Because the business was operating without a license or permit, and in violation of federal law, it was a nuisance per se that could be abated by injunction, Oki added.

Justice Victoria Chavez, writing for the Court of Appeal, agreed.

The justice rejected the defendants’ claim that the city could have granted them a permit under any of a number of categories, including “cigar/cigarette/smoke shops” or “health, herbal, botanical stores.” She noted that the case before the court was not a permit appeal, because Kruse chose to operate without a permit.

Because the dispensary is a nuisance per se, she added, there was no requirement that the city demonstrate any actual harm.

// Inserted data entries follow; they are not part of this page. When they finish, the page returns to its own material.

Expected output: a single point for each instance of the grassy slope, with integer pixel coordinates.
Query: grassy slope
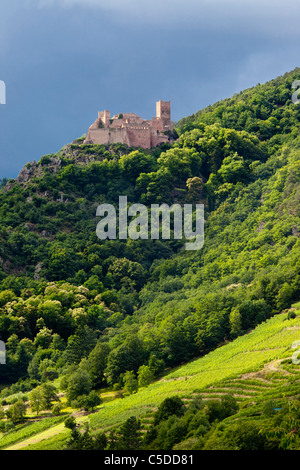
(254, 367)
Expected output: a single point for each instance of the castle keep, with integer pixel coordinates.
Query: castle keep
(131, 129)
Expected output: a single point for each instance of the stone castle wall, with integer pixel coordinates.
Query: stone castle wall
(131, 129)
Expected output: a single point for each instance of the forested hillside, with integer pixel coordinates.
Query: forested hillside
(117, 313)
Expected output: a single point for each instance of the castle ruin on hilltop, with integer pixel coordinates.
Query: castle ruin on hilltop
(131, 129)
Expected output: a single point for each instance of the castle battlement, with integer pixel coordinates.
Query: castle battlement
(131, 129)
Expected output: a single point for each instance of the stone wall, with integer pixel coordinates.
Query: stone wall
(131, 129)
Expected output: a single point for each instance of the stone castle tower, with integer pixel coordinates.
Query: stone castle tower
(131, 129)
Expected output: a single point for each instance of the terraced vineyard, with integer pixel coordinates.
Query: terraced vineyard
(254, 368)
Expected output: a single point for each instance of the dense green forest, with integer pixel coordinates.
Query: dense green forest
(116, 314)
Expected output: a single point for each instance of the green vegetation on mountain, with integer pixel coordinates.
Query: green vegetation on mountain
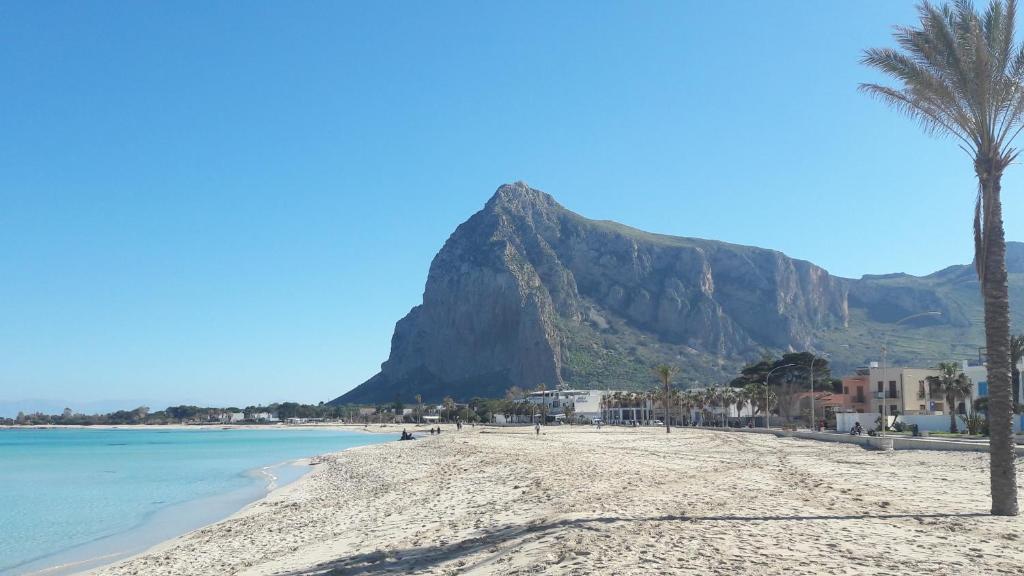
(527, 292)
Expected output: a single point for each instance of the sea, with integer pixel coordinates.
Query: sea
(72, 499)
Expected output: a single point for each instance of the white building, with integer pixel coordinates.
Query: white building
(232, 417)
(262, 417)
(583, 403)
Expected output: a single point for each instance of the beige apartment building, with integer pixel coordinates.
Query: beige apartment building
(902, 391)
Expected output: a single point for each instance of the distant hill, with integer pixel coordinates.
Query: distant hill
(526, 292)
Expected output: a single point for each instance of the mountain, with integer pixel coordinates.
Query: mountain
(527, 292)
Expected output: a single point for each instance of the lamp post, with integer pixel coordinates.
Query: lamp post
(814, 358)
(885, 370)
(768, 394)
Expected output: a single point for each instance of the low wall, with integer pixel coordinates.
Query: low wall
(845, 420)
(929, 422)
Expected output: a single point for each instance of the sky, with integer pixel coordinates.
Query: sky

The justice also swept aside the argument that Proposition 215 and the Medical Marijuana Program Act preempt the moratorium. Nothing in either enactment expressly or impliedly preempts local land use regulations with respect to medical marijuana dispensaries, Chavez concluded.

Nor did the trial judge exceed his authority by granting a citywide injunction, rather than one limited to the specific location, Chavez said.

“Given defendants’ disregard of the City’s licensing and zoning laws, and Kruse’s stated intent to operate and actual operation of CANNABIS in violation of those laws, the injunction issued was not an abuse of the trial court’s discretion,” she wrote. 

Attorneys on appeal were Burton Mark Senkfor and Allison B. Margolin for Kruse, and Jeffrey V. Dunn, Sonia R. Carvalho and Marc S. Erlich for the city.

The case is City of Claremont v. Kruse,  09 S.O.S. 5759.